Manifiesta que el 23 de junio de 2005, después de más de un año y medio de cometida la supuesta falta, se le notificó con una acusación fiscal ante el Tribunal Disciplinario Superior, sabiendo que no prestó su declaración informativa. El 13 de mayo y 5 de septiembre de 2005, el Jefe del Departamento de Archivo General del Tribunal Disciplinario Superior, certificó que no existe registro de proceso disciplinario en su contra.

Aduce que el 12 de septiembre de 2005 fue convocado a rendir exámenes de ascenso y coincidentemente, recién en esa fecha, presentaron la acusación ante el Tribunal y el 6 de octubre de 2005, el Presidente del mismo, hizo conocer al Comandante General de la Policía que tenía un proceso pendiente en esa instancia, lo que es falso, ya que hasta entonces no se dictó Auto inicial del proceso en su contra y; no obstante, haber rendido satisfactoriamente cuatro exámenes de ascenso, el 10 de octubre de 2005, el Comandante General ordenó suspenderlos por estar a disposición del Tribunal Disciplinario Superior, lo que no es cierto, porque nunca fue puesto a disposición de esa instancia.

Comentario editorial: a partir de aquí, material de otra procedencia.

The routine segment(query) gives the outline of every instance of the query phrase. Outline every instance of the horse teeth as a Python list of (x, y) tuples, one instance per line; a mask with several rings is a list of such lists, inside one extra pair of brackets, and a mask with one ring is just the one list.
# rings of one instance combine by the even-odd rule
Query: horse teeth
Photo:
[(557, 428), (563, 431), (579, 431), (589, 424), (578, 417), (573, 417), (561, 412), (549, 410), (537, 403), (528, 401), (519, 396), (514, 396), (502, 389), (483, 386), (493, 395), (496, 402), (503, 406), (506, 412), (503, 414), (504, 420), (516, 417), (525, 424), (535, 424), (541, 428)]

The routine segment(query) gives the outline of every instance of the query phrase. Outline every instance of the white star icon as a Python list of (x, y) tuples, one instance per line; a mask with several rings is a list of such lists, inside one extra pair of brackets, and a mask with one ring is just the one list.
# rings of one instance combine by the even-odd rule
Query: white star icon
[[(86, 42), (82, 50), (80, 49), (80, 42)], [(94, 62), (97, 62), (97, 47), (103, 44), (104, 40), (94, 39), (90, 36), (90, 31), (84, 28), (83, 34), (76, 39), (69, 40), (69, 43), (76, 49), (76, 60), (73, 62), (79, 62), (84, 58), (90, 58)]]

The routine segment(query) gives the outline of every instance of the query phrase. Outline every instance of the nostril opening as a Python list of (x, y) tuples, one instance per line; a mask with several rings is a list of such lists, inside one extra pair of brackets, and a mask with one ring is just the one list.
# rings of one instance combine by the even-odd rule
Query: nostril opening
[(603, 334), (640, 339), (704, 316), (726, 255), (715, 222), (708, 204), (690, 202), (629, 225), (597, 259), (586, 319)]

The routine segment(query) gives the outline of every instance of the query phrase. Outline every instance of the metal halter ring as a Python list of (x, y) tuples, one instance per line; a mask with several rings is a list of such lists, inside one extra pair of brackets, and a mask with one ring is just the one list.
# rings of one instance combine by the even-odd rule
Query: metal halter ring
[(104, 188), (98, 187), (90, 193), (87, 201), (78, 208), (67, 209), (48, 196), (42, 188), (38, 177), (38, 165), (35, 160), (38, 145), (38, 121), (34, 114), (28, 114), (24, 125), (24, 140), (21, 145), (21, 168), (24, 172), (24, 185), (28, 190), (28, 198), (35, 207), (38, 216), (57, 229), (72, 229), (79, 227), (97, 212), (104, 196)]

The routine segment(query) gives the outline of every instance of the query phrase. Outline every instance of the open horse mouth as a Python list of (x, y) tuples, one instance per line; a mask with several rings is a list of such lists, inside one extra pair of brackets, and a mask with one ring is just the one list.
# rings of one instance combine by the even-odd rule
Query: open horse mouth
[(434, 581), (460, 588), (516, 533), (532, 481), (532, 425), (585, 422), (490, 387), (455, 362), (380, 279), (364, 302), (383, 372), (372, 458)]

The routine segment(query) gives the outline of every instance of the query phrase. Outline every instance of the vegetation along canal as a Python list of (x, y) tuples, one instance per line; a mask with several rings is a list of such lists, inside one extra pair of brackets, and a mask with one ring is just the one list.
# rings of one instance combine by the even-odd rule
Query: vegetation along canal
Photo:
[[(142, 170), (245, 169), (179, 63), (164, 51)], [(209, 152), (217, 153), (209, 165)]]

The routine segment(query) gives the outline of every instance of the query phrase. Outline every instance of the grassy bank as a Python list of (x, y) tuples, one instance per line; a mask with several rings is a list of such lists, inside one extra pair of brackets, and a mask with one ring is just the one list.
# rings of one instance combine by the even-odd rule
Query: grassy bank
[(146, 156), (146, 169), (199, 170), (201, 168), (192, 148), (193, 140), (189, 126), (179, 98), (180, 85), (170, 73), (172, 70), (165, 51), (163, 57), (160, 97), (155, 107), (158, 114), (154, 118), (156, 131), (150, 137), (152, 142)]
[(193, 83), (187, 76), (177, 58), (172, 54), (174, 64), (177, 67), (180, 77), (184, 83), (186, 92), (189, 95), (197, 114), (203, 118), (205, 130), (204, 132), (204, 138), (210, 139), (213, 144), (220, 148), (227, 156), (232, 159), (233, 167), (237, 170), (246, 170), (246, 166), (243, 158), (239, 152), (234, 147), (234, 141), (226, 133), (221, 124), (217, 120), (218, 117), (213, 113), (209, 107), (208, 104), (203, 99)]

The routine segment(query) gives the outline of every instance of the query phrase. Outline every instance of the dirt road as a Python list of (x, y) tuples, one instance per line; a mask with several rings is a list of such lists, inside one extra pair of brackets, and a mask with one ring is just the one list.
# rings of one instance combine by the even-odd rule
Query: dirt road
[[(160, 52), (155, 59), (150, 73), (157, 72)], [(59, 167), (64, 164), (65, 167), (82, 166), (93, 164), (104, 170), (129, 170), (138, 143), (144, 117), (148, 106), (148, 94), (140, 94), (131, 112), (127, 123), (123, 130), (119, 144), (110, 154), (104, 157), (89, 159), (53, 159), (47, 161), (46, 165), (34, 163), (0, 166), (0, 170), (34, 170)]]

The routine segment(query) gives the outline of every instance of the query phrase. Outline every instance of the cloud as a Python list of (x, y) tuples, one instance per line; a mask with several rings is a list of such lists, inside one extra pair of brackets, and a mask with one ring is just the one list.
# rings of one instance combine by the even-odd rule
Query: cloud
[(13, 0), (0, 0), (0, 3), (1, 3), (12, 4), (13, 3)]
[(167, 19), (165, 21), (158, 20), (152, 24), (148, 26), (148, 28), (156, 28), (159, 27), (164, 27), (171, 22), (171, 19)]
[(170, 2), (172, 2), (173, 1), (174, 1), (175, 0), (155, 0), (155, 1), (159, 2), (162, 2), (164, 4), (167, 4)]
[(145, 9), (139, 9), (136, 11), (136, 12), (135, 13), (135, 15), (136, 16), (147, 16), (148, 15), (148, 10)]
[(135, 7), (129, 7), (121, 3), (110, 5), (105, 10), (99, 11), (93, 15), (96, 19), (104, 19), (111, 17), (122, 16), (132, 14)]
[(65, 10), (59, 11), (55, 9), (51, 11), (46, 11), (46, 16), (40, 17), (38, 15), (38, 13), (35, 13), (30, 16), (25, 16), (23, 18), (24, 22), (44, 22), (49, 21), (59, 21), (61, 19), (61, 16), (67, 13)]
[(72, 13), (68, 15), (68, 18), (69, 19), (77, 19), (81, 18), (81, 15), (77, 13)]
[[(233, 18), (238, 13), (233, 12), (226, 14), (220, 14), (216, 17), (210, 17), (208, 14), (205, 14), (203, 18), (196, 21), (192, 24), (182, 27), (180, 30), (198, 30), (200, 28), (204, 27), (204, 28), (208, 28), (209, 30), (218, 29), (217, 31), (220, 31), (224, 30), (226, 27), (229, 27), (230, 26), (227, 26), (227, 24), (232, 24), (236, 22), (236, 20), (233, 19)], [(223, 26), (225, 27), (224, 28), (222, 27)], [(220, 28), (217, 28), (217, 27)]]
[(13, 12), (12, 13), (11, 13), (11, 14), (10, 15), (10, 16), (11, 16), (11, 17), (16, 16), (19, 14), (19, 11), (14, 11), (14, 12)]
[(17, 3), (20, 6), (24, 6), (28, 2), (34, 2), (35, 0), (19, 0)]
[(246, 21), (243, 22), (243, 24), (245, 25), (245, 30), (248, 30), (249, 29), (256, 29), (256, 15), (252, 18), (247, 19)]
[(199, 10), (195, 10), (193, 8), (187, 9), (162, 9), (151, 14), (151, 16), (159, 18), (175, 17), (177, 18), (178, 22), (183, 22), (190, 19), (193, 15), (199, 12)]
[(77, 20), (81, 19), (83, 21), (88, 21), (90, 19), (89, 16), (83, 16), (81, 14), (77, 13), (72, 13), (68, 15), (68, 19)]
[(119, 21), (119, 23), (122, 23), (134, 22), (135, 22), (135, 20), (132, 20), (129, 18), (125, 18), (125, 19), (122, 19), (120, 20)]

El 10 de diciembre de 2005 prestó su declaración informativa y aportó pruebas sobre su actuación como agente encubierto, pero no se tomaron en cuenta. El 17 de octubre de 2005, se emitió una certificación del “Sistema IANUS” en el que dice que no existe registrado proceso en su contra, lo que se reprodujo el 23 de enero de 2006, pero, pese a no existir proceso en contra suya, ya fue ilegalmente sancionado con la suspensión de su ascenso.

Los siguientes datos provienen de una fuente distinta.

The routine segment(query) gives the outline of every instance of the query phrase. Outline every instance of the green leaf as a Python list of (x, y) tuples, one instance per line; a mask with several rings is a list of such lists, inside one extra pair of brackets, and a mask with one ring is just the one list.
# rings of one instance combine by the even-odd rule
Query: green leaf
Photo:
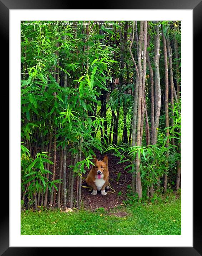
[(92, 67), (93, 65), (93, 64), (95, 63), (96, 61), (97, 61), (99, 59), (95, 59), (93, 61), (93, 62), (92, 63), (92, 64), (91, 64), (91, 66)]

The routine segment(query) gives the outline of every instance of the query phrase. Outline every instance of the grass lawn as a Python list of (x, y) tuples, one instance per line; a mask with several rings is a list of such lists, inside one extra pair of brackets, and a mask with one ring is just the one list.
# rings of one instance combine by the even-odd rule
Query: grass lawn
[[(118, 217), (118, 216), (122, 216)], [(181, 235), (181, 200), (152, 204), (21, 213), (21, 235)]]

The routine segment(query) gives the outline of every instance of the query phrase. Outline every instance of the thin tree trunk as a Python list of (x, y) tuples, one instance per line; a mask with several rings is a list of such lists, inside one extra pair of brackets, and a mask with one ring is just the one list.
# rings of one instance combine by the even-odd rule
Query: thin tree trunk
[(67, 207), (67, 179), (66, 179), (67, 147), (65, 146), (63, 149), (63, 198), (64, 207)]
[[(74, 165), (75, 166), (76, 162), (78, 161), (78, 153), (76, 153), (75, 157), (75, 159), (74, 163)], [(70, 208), (72, 209), (73, 207), (73, 192), (74, 191), (74, 172), (72, 172), (71, 178), (71, 191), (70, 191)]]
[(141, 125), (140, 126), (140, 145), (142, 145), (142, 135), (143, 133), (143, 126), (144, 124), (144, 117), (145, 114), (145, 80), (146, 78), (146, 65), (147, 64), (147, 22), (145, 21), (144, 23), (144, 50), (143, 56), (143, 70), (142, 74), (142, 103), (141, 113)]
[[(62, 177), (62, 161), (63, 160), (63, 149), (61, 147), (60, 157), (60, 172), (59, 173), (59, 179), (61, 179)], [(60, 208), (60, 193), (61, 192), (61, 183), (59, 183), (58, 186), (58, 193), (57, 194), (57, 208)]]
[[(154, 62), (155, 67), (155, 102), (156, 112), (154, 122), (153, 133), (151, 142), (152, 145), (156, 144), (157, 141), (157, 132), (158, 128), (159, 117), (161, 112), (161, 82), (160, 80), (160, 73), (159, 72), (159, 50), (160, 48), (160, 38), (159, 35), (159, 26), (158, 21), (156, 26), (156, 34), (155, 36), (155, 55)], [(152, 182), (151, 185), (151, 195), (152, 197), (154, 193), (153, 183)]]
[[(79, 142), (79, 161), (82, 161), (82, 138), (80, 138)], [(79, 209), (81, 208), (81, 174), (79, 177)]]
[[(50, 132), (50, 142), (49, 142), (49, 152), (50, 153), (51, 152), (51, 145), (52, 144), (52, 131), (51, 130)], [(47, 163), (47, 170), (48, 170), (49, 171), (50, 171), (49, 170), (50, 168), (50, 163)], [(46, 177), (46, 178), (47, 179), (47, 180), (49, 180), (49, 173), (47, 173), (47, 175)], [(48, 198), (48, 186), (47, 185), (47, 186), (46, 187), (46, 193), (45, 193), (45, 197), (44, 198), (44, 207), (45, 208), (46, 208), (47, 206), (47, 198)]]
[[(142, 92), (143, 70), (142, 67), (141, 58), (142, 54), (142, 45), (143, 41), (143, 26), (144, 21), (140, 21), (140, 46), (138, 55), (138, 67), (139, 70), (139, 91), (138, 94), (138, 107), (137, 110), (137, 146), (141, 146), (140, 130), (141, 127), (141, 114), (142, 108)], [(144, 36), (145, 38), (145, 36)], [(140, 176), (140, 158), (138, 154), (136, 155), (136, 191), (138, 193), (138, 197), (140, 200), (142, 197), (142, 184)]]
[[(70, 166), (72, 166), (73, 164), (73, 156), (72, 155), (71, 156), (71, 159), (70, 162)], [(72, 176), (72, 167), (71, 167), (70, 169), (69, 172), (69, 175), (68, 177), (68, 184), (67, 186), (67, 203), (68, 203), (70, 199), (70, 192), (71, 187), (71, 178)]]
[[(148, 35), (147, 47), (150, 45), (150, 36)], [(154, 100), (153, 90), (153, 72), (152, 68), (151, 63), (150, 59), (149, 52), (147, 51), (147, 61), (149, 67), (150, 73), (150, 79), (151, 83), (151, 141), (153, 141), (153, 126), (154, 123)]]
[[(177, 27), (174, 26), (174, 30), (176, 31)], [(177, 88), (177, 98), (178, 99), (180, 96), (180, 88), (179, 77), (180, 70), (179, 68), (179, 54), (178, 53), (178, 43), (176, 38), (176, 34), (175, 34), (175, 52), (176, 60), (176, 83)]]
[[(52, 177), (53, 181), (55, 180), (55, 169), (56, 168), (56, 134), (55, 132), (55, 136), (54, 138), (54, 165), (53, 166), (53, 175)], [(54, 187), (53, 186), (52, 186), (51, 196), (50, 198), (50, 207), (52, 207), (52, 199), (53, 196), (53, 193), (54, 192)]]
[[(173, 108), (174, 108), (174, 83), (173, 82), (173, 73), (172, 71), (172, 51), (171, 47), (170, 42), (168, 38), (166, 40), (167, 43), (167, 50), (168, 50), (168, 54), (169, 60), (169, 71), (170, 73), (170, 80), (171, 84), (171, 126), (173, 127), (174, 125), (173, 119)], [(175, 145), (175, 139), (174, 134), (171, 133), (171, 143), (172, 145)]]
[[(166, 118), (166, 128), (167, 128), (166, 135), (167, 136), (167, 139), (165, 147), (168, 148), (169, 146), (169, 118), (168, 112), (168, 61), (167, 60), (167, 50), (166, 47), (166, 42), (165, 35), (162, 30), (162, 38), (163, 43), (163, 53), (164, 54), (164, 65), (165, 67), (165, 111)], [(166, 156), (168, 158), (169, 156), (169, 151), (167, 150), (166, 152)], [(167, 166), (168, 164), (167, 164)], [(166, 170), (163, 177), (163, 187), (164, 192), (166, 192), (167, 189), (167, 171)]]
[(156, 92), (156, 112), (154, 123), (153, 136), (152, 144), (155, 145), (157, 140), (157, 131), (158, 128), (159, 117), (161, 111), (161, 82), (160, 80), (160, 73), (159, 72), (159, 50), (160, 47), (160, 39), (159, 36), (159, 27), (157, 24), (156, 26), (156, 35), (155, 36), (155, 46), (154, 62), (155, 67), (155, 92)]

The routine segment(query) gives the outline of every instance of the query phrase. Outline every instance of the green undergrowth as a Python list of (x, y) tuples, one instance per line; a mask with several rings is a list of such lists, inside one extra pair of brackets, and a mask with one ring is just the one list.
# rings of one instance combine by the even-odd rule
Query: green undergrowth
[(109, 211), (75, 209), (21, 213), (21, 235), (181, 235), (181, 200), (121, 206)]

Sostiene que después de más de veintiséis meses y veinte días de la supuesta falta, se presentaron tres acusaciones ante tres Presidentes del Tribunal Disciplinario Superior, y dos devoluciones del expediente para que los investigadores consigan prueba legal que no se encontrará porque no existe ninguna imputación legal ni real en su contra en la justicia ordinaria, continúan acusándolo, a pesar que ya el hecho ha prescrito, por lo cual, el 17 de febrero de 2006, formuló impugnación al requerimiento  del Fiscal General del Tribunal Disciplinario Superior de 16 de febrero de 2006, pidió el archivo de obrados por extinción de la acción por prescripción, retardación de justicia, falta de materia justiciable y vicios insalvables de nulidad, pero no recibió ninguna respuesta no obstante su insistencia y reiteración, pero el 6 de marzo de 2006 fue notificado con el Auto inicial del proceso, sin considerar que ha transcurrido mayor tiempo que el  fijado por el art. 133 inc. d) del Reglamento de Faltas Disciplinarias y sus Sanciones de la Policía Nacional, que son veinticuatro meses, al margen que cuando se habrían cometido las faltas estaba vigente el anterior Reglamento, cuyo art. 138 dispuso la prescripción a los dieciocho meses de cometida la falta, sin que exista en ninguno de los dos Reglamentos, causales de interrupción de la prescripción, dejando claro que la retardación que se ha producido en este caso por cuestiones totalmente atribuibles al Tribunal.

A lo anterior -continúa- se suma el hecho que, a más de no haber valorado su prueba de descargo, las pruebas en que sustentan la acusación en su contra, fueron ilegalmente obtenidas, los tribunales y fiscales de la Policía Nacional no tienen jurisdicción ni competencia para conocer e investigar delitos, como establece el art. 37 del Reglamento de Faltas Disciplinarias y sus Sanciones de la Policía Nacional, y menos presentar acusaciones con pruebas de presuntos delitos para apoyar acusaciones destinadas a sancionar faltas.  Por otra parte, la falta que se le acusa señala que debe existir imputación formal del Ministerio Público, pero  no hay prueba de ello en su caso, y no obstante, el Fiscal, prejuzgando, ha pedido su baja indefinida.